Democrats who voted against the bill were, perhaps unsurprisingly, less enthusiastic for the bill and what its passage means.
“It’s a bad bill under the guise of helping community banks,” Representative Nancy Pelosi of California, the Democratic minority leader, said during debate on the House floor on Tuesday. “The bill would take us back to the days when unchecked recklessness on Wall Street ignited an historic financial meltdown.”
On Twitter, the reaction was less muted.
“For years, armies of bank lobbyists & executives have groaned about how financial rules are hurting them,” Ms. Warren wrote on Twitter ahead of the House vote. “But there’s a big problem with their story — banks are making record profits. Congress has done enough favors for big banks — the House should reject the #BankLobbyistAct.”
Advocates of the change noted that while these points are very dramatic, they also tend two conflate two things that are very different: massive multi-national banks with trillions in assets — on whom restrictions and increased scrutiny remains — and community banks and credit unions who are no one’s definition of the “big banking lobby.”
Big banks, small bank advocates claim, have been making record profits — despite regulations that are bigger than ever. Small banks, on the other had, have been closing by the score for ten years.
The Beginning Of A New Era
“The Main Street banks and credit unions that people depend on, they’ve been suffering, they’ve been suffering for years under the weight, the load, the volume, the complexity and cost of heavy Washington bureaucratic red tape,” Representative Jeb Hensarling of Texas, the Republican chairman of the House Financial Services Committee, said of the bill’s passage. He also noted that he hoped this would be the beginning of a great push toward deregulation, particularly of small banks.
And there are signs that may be the direction the regulatory story is flowing. Within 24 hours of the Dodd-Frank reform bill passing the house, Comptroller of the Currency Joseph Otting called for national banks and federal savings associations to step into the short-term, small-dollar installment loan market.
“Consumers should have more choices that are safe and affordable, and banks should be part of that solution,” Otting said in a statement.
The OCC primarily oversees large banks.

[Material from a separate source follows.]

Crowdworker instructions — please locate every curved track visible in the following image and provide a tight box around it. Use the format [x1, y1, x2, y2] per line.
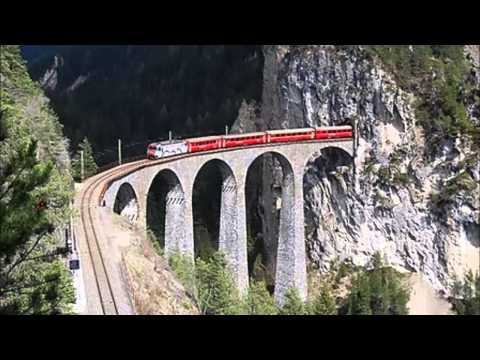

That means that if other financial institutions want to push into small-dollar lending — regional banks, small banks and credit unions — they would need approval from their respective regulators, including the Federal Reserve, the Federal Deposit Insurance Corporation and the National Credit Union Administration.
But as of last Thursday, the National Credit Union Administration proposed a new rule to loosen some of the regulations on small-dollar loan programs, which would make it easier for credit unions to offer these loans — and while there is no official announcement that the FDIC will be following suit for the small banks it regulates, experts believe such a move is imminent with its fellow regulators moving in that direction.
And all of this, one banking advocate told PYMNTS on the condition of anonymity, bodes well for community banks — which, after nearly a decade battling on the outskirts, might actually have a chance to get back to what they do best.
“I think when you are looking at credit unions and smaller banks, what you see is the financial institutions that are closest to the communities they serve. I think we are seeing a changing mindset that the law needs to get out of the way of that and let community institutions do what they do best — serve their communities.”